Guh!!  I feel so dumb! I as at school, and that pigeon I had spoken of before was there. I sprinted home, and back, this time with a large pot of pigeon food. When I got there, the beauty with feathered feet was still there, she doesn't really like flying. Her wing was droopy, but she corrected it soon. I spread the seeds out. And after a while she found them  she was eating, and eating, and eating. So happy  Then my heart started beating fast. She was so close...her back turned.... I had this strange attraction, like a baby to a shiny object. So I just....grabbed her. Such a great weight, just right. No bands squishing her beautiful feathers, over or under. So. pretty. I just stared at the scared-out-of-her-mind pigeon, clasped between my shaking hands (they do that when I get excited), her heart beating so fast...
Then I let her go. That's it. but I feel so damn stupid, because I'm so scared that my favourite pigeon on the street will be scared for me for so long, and instead of sitting close to me, she'll fly away at the sight of me. I know its an overreaction but I'm soo saddd! Is there anything I can do to win her trust back?? *facepalm*


----------



## amyable (Jul 7, 2007)

Who can blame you, I'd have probably done the same.

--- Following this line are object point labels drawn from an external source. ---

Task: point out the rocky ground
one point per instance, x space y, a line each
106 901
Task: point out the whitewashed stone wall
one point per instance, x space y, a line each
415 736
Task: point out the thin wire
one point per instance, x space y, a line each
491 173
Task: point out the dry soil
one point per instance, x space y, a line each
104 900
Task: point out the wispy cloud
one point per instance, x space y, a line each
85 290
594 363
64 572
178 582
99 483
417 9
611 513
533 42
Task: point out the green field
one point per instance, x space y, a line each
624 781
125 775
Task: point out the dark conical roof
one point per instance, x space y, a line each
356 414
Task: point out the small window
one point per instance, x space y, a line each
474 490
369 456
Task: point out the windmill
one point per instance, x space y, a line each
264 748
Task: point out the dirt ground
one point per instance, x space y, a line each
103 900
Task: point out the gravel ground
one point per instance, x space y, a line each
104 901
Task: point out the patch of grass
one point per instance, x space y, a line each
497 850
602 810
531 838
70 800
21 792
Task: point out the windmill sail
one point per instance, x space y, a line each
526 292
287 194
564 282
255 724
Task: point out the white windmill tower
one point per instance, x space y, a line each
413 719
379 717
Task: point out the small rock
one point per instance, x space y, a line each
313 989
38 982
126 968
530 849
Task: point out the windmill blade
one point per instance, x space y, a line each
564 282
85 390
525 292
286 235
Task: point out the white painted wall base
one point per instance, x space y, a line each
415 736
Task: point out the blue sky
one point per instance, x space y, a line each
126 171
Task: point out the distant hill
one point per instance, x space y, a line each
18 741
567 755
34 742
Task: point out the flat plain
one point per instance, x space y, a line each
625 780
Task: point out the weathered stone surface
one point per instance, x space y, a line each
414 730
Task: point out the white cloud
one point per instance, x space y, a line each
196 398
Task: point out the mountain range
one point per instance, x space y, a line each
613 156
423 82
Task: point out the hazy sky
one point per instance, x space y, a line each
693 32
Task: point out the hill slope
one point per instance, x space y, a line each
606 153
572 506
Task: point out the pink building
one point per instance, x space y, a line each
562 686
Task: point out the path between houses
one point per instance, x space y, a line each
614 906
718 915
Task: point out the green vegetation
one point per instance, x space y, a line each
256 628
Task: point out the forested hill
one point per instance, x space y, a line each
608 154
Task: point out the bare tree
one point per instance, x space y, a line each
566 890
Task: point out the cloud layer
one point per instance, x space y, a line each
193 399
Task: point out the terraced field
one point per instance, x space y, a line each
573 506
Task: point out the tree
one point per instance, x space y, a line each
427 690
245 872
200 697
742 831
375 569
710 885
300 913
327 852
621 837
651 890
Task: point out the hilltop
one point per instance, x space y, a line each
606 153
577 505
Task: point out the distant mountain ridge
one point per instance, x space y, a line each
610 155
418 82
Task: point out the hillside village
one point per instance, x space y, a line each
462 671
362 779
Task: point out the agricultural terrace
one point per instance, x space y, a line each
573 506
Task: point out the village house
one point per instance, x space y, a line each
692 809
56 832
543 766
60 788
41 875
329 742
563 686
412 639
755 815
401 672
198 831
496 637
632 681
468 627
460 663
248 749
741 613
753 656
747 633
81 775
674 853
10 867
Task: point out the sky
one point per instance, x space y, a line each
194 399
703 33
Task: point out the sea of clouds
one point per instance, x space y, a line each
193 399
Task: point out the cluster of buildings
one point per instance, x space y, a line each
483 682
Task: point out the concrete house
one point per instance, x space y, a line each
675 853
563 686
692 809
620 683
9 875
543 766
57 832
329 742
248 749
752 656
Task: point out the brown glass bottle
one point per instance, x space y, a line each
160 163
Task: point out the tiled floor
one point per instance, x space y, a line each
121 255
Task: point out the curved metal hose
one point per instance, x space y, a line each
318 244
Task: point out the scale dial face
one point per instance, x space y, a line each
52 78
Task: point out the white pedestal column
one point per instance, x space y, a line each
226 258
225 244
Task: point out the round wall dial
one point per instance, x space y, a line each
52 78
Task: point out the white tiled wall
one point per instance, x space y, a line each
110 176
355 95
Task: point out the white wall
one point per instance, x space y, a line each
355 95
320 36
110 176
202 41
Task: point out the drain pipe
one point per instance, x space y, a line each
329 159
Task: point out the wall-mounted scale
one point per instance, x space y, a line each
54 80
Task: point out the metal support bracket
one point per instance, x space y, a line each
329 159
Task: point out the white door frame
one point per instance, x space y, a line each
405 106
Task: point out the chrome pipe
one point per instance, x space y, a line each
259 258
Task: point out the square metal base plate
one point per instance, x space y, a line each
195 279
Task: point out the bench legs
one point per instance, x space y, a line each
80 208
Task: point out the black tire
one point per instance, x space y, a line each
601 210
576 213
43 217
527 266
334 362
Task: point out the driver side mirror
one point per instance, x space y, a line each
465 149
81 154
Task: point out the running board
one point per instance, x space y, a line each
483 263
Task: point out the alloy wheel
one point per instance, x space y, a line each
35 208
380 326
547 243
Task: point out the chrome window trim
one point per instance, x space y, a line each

I'm sure she'll forgive you when you still bring her food when she's hungry.
It'll take a little time maybe but food is always the best way to their hearts. 

Janet


----------



## November-X-Scourge (May 12, 2011)

thanks  I'll start bringing pij food to school like I had been planning to. I left a pile of them. also, my friend wanted me to take the pigeon home, but I know she has a mate and chicks, so I didn't.


----------



## amyable (Jul 7, 2007)

November-X-Scourge said:


> thanks  my friend wanted me to take the pigeon home, but I know she has a mate and chicks, so I didn't.


No that would have been cruel, and you'd have felt really bad if you'd done that. 
I bet with regular feeding she's soon forgive you!! (as long as you don't get in trouble for feeding them). Don't want to get her to rely on you for food in case you can't keep it up. Just some treats every so often. 

Let us know what she does the next time she sees you.

Janet


----------



## pidgey boy (Dec 23, 2010)

i did the same thing in my backyard i just coudn't resist grabbing the pigeon that i have been feeding for months but as the other pigeons flew back to get some seed this one came as well so i think you dont have anything to worry about


----------